De nombreux projets en tête
C’est à la porte de cette Région qu’elle va d’ailleurs frapper dans les prochains jours pour lui présenter un plan quinquennal d’investissement. «Le plus urgent, pour nous, est la modernisation des bâtiments, particulièrement des internats. Certains ont besoin d’être mis aux normes, d’autres d’être reconstruits afin de pouvoir accueillir nos jeunes. Le financement est de taille, puisque la construction d’un internat représente un coût d’au moins deux millions d’euros», précise le directeur régional.

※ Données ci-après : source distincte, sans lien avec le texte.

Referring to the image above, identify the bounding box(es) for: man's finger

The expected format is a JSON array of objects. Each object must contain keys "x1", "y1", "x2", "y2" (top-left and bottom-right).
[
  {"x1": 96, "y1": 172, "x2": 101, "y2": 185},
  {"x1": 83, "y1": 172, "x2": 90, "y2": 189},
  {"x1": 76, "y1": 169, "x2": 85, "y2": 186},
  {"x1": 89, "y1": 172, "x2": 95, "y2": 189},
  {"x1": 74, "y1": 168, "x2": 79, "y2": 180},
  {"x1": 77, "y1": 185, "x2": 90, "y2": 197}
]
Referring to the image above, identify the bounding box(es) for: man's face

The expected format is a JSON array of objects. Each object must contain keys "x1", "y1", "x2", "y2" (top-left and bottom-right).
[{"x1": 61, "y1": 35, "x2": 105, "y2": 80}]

En ces temps de disette budgétaire, il faudra un art consommé de la négociation pour convaincre la Région d’ouvrir largement sa bourse. Une fois cela dit, le rôle des MFR, «savoir écouter le territoire rural pour répondre à ses besoins», comme le rappelle le président régional, Guy Martel, est un atout considérable au vu des préoccupations politiques sur la ruralité, préoccupations redoublées avec les résultats des dernières élections régionales.
Un autre objectif est la mise en place d’un plan triennal d’adaptation et d’évolution des formations dans la formation initiale. Pour la formation en apprentissage, un plan triennal est également en cours de réalisation. Un premier projet sera notamment déposé et soumis à la décision des élus, celui de la création d’un CAP Sapver (Services aux personnes et vente en espace rural) pour la MFR d’Avesnes-sur-Helpe. Un BAC Pro en agroéquipement pourrait s’ouvrir à la MFR de Saint-Sulpice (Oise), ainsi qu’une certification de spécialisation en élevage dans l’établissement de Songeons (Oise). «Les projets seront déposés au fur et à mesure que nous sentirons les besoins», souligne Pierre-André Leleu.

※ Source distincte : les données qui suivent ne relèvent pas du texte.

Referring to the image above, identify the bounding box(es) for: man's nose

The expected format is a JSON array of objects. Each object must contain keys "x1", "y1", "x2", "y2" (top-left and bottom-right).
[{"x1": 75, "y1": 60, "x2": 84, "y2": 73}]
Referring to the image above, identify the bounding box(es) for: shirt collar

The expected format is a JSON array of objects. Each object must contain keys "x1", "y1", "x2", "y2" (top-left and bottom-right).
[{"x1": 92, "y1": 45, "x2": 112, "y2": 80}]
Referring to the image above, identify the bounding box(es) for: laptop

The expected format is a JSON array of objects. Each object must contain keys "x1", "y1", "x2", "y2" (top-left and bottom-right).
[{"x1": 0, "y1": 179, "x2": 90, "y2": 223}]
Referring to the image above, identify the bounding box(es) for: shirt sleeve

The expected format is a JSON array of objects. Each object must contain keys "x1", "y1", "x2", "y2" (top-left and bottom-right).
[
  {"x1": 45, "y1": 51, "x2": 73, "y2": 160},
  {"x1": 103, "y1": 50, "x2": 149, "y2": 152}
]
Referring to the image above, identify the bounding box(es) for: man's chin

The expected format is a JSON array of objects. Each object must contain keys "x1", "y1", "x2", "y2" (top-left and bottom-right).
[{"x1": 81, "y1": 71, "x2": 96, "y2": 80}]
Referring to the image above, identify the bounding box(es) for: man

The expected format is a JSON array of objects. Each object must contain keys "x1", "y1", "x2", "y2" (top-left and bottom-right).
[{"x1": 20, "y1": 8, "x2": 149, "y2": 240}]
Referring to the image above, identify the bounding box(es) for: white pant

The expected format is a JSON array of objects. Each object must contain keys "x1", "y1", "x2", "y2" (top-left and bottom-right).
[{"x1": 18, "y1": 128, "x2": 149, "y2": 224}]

Traduction : le monde agricole est en pleine mutation. Aussi chaque MFR doit-elle s’adapter à cette évolution dans son devenir et ses projets, «le tout en adéquation avec notre réseau, comme avec la carte des formations agricoles», précise Pierre-André Leleu. «De toute façon, ajoute Guy Martel, on doit rester dans le coup. Même si l’agriculture évolue fortement dans ses pratiques, on arrive à suivre ses évolutions et à s’adapter en conséquence, grâce notamment à l’alternance, qui est un de nos piliers, et donc à nos maîtres de stage.»
S’ouvrir au monde et préparer l’avenir
Un axe incontournable sur lequel travaillent également les MFR est la mobilité, non seulement hors région, mais aussi en Europe, et à l’international pour les BTS. Cet axe participe, par ailleurs, au projet éducatif partagé incluant l’apprentissage de la responsabilité, du respect et de l’autonomie, ainsi que l’ouverture au monde et aux autres. «Pour la rentrée prochaine, nous avons la volonté de sensibiliser les jeunes apprenants à l’ouverture aux autres et au monde», indique Pierre-André Leleu. Un partenariat avec la Pologne est en cours de création : «Nous répondons à l’appel à projet Erasmus +, précise-t-il. L’objectif est d’envoyer une centaine de jeunes en stage pendant quelques semaines en Pologne.» Ce projet s’adresse aux Bac Pro et BTS.
L’accent sera également mis sur le «produire autrement». Un séminaire sera organisé sur le sujet à Amiens le 12 mars (le séminaire est organisé en interne, ndlr). «L’objectif, à travers des témoignages, des échanges, est de mieux intégrer l’agroécologie dans nos formations», détaille le directeur. Cinq formateurs vont également réaliser un stage au sein d’exploitations qui appliquent le principe d’agroécologie. «Nous travaillons aussi sur le thème du «consommer local», poursuit-il. Nous avons signé une charte de partenariat avec des sociétés de restauration afin que les MFR s’engagent à consommer local.»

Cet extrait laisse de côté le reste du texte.